Stadt Essen plant weiteren Ausbau von Spielplätzen

23.01.2019

Der Ausbau und die Qualitätssicherung von Spielplätzen sollen auch in den kommenden Jahren einen Schwerpunkt in der Stadt Essen bilden. Der Rat der Stadt Essen folgte in seiner heutigen (23.1.) Sitzung dem Vorschlag von Grün und Gruga Essen (GGE), im Sinne der 2006 vom Rat beschlossenen Zielsetzung "Essen. Großstadt für Kinder" die bereits laufende Spielraumanalyse dauerhaft fortzuführen und eine Spielraumleitplanung zu erstellen.

Ziel ist es, eine Versorgungsquote von 90 Prozent in allen Essener Stadtteilen zu erreichen und sicherzustellen, dass alle Kinder in angemessener Entfernung eine Spielmöglichkeit erreichen können. Die Stadteile Ostviertel, Westviertel, Kray, Katernberg, Frohnhausen, Altenessen-Süd und der Innenstadtbereich mit Stadtkern sollen prioritär betrachtet werden, da es sich um Raumeinheiten aus "Kinderarmut bekämpfen, Teilhabe ermöglichen" handelt und gleichzeitig die Versorgungsquote nicht erreicht ist. Anschließend werden die weiteren 35 Essener Stadtteile betrachtet. Grün und Gruga wird auf Basis der aktualisierten Spielraumanalyse konkrete Handlungsvorschläge zur Verbesserung der Situation in unterversorgten Bereichen erstellen, die Ergebnisse zusammenfassen und eine Maßnahmenplanung entwickeln.

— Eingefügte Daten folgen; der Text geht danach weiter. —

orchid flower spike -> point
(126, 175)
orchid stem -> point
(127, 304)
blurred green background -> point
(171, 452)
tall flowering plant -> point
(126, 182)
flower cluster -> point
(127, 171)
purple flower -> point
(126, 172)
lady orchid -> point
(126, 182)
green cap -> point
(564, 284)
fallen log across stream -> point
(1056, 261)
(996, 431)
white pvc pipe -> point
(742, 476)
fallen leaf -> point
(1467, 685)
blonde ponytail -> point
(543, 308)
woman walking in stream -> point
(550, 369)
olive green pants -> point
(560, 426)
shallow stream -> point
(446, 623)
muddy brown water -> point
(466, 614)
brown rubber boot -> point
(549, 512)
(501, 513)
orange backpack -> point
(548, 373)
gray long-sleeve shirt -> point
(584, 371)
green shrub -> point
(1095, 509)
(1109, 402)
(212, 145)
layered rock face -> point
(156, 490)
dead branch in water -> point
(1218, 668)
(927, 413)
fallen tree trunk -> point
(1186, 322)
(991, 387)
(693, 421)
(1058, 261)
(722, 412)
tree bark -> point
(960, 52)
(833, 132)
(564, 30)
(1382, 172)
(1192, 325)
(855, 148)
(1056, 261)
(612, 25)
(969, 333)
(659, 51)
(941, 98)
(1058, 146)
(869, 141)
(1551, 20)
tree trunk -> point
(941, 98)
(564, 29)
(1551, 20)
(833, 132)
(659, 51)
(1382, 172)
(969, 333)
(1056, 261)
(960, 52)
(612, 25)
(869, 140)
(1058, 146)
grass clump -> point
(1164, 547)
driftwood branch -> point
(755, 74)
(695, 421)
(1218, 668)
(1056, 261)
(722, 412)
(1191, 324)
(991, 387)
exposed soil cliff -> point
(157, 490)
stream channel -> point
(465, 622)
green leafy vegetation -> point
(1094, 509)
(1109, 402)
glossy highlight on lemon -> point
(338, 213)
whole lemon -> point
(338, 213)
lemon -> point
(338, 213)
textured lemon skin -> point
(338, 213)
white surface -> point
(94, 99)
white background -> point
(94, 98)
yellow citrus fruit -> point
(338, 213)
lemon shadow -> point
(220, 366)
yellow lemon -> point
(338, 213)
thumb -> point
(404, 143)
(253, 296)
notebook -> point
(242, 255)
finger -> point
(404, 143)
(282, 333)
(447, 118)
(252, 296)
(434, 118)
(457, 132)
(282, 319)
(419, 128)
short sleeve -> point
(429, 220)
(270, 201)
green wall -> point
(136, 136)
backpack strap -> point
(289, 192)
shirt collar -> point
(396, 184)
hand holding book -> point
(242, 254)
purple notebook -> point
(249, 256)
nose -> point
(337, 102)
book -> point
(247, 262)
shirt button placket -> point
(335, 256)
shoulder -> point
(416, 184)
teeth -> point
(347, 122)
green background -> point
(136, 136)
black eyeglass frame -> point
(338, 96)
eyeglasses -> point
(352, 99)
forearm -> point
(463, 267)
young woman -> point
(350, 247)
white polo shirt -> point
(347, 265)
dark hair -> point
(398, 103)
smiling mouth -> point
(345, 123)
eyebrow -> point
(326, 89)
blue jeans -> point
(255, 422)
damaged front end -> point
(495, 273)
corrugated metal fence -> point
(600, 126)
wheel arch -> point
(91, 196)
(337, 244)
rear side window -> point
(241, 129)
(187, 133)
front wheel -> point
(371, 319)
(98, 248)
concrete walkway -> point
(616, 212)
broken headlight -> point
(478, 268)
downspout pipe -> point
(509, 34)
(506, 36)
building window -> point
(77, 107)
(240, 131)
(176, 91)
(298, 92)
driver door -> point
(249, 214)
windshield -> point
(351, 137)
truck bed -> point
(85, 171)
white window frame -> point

Quantität und Qualität im Blick

Die Analysemethode, auf die sich die Stadt Essen stützt, wurde im Zuge eines Forschungsprojekts der Universität Duisburg-Essen entwickelt. Diese Spielraumanalyse und die nachfolgende Spielraumleitplanung bilden eine einheitliche und systematische Planungsgrundlage für die Entwicklung von Spiel- und Bewegungsräumen. Sie wurde für jeden einzelnen der 50 Stadtteile in Essen durchgeführt und enthält detaillierte Ergebnisse über unterschiedliche Versorgungsgrade für die Stadtteile. Die Analyse besteht aus einem quantitativen und qualitativen Teil, deren Ergebnisse die Grundlage für die Ausarbeitung von Handlungsvorschlägen bilden. Mit der quantitativen Analyse werden die Erreichbarkeit des Spielraums, die prioritär für die Handlungsempfehlungen betrachtet wird, und die Versorgung mit Spielplätzen im Stadtteil ermittelt. Mit der qualitativen Analyse wird jeder Spielplatz anhand von festgelegten Kriterien, wie zum Beispiel Größe, Barrierefreiheit, Attraktivität, Vielfalt von Spielfunktionen oder soziale Sicherheit bewertet und so möglicher Handlungsbedarf aufgezeigt.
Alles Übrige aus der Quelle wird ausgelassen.